While the third zone maintains the current parking requirements, it eliminates them for ADUs, transit oriented districts and town centers as long as new construction contains fewer than 75 units. Fee says the exemptions will add an important number of units.
ADUs can only be built on lots that are owner occupied and in the new transit districts, They are prohibited in areas of the city prone to flooding and historic or certain other districts with restrictive zoning. They can only be one story unless they are above parking.
With those changes, ADUs may not be as successful as in California, where they now account for 20% of new homes.
The new transit oriented districts will allow more density within a half mile of transit stations — except that area will be reduced to one-quarter of a mile in Southeast Queens, home of Speaker Adrianne Adams, and the four new Metro-North commuter rail stations being built in The Bronx, a district recently rezoned to promote more housing development.
While housing advocates who had mobilized to support the proposal celebrated what they called a victory, many said the compromises went too far.
Before the vote, mayoral candidates Brad Lander, the city comptroller, State Sen. Zellnor Myrie, and former comptroller Scott Stringer all warned against weakening the proposal. Lander focused on the news that parking mandates would not fully be retracted.
“New York City will never pull out of our housing affordability crisis if we continue to prioritize parking spaces over housing in transit-rich neighborhoods,” he said.
Brooklyn Borough President Antonio Reynoso called the changes to the original proposal “a mistake.”
The Citizens Budget Commission, another major supporter of the original proposal, also said it was disappointed that the changes would reduce housing in the neighborhoods that have produced the least housing.
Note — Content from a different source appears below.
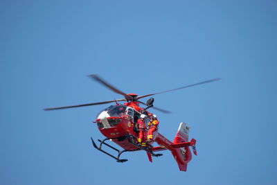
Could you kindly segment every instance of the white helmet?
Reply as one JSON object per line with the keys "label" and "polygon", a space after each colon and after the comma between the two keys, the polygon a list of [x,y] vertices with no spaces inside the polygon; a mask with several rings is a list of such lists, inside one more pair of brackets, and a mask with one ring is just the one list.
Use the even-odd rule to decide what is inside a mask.
{"label": "white helmet", "polygon": [[146,117],[146,116],[145,114],[141,114],[141,118],[144,119],[145,117]]}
Given the budget gaps the city faces, the CBC said it needed to see the details to comment on whether the increased spending is responsible.
Some real estate experts agreed.
“By potentially restricting accessory dwelling units and town-center zoning, the Council is not just reducing total housing production,” said David J. Rosenberg, a leading land use and zoning attorney with the firm Rosenberg & Estis P.C. “They’re eliminating housing options that could help seniors age in place and young families remain in their communities.”But those who fought hardest for the proposal are claiming victory.
“Today’s vote is, by any measure, a big step forward for addressing New York City’s need for housing,” said Howard Slatkin of the Citizens Housing and Planning Council and previously a longtime staffer at the Department of City Planning. “The modifications do leave room for improvement in the future, but people hoping for changes that significantly expand the ability to add housing in neighborhoods throughout the city should be pleased and heartened at what was approved by committee today.”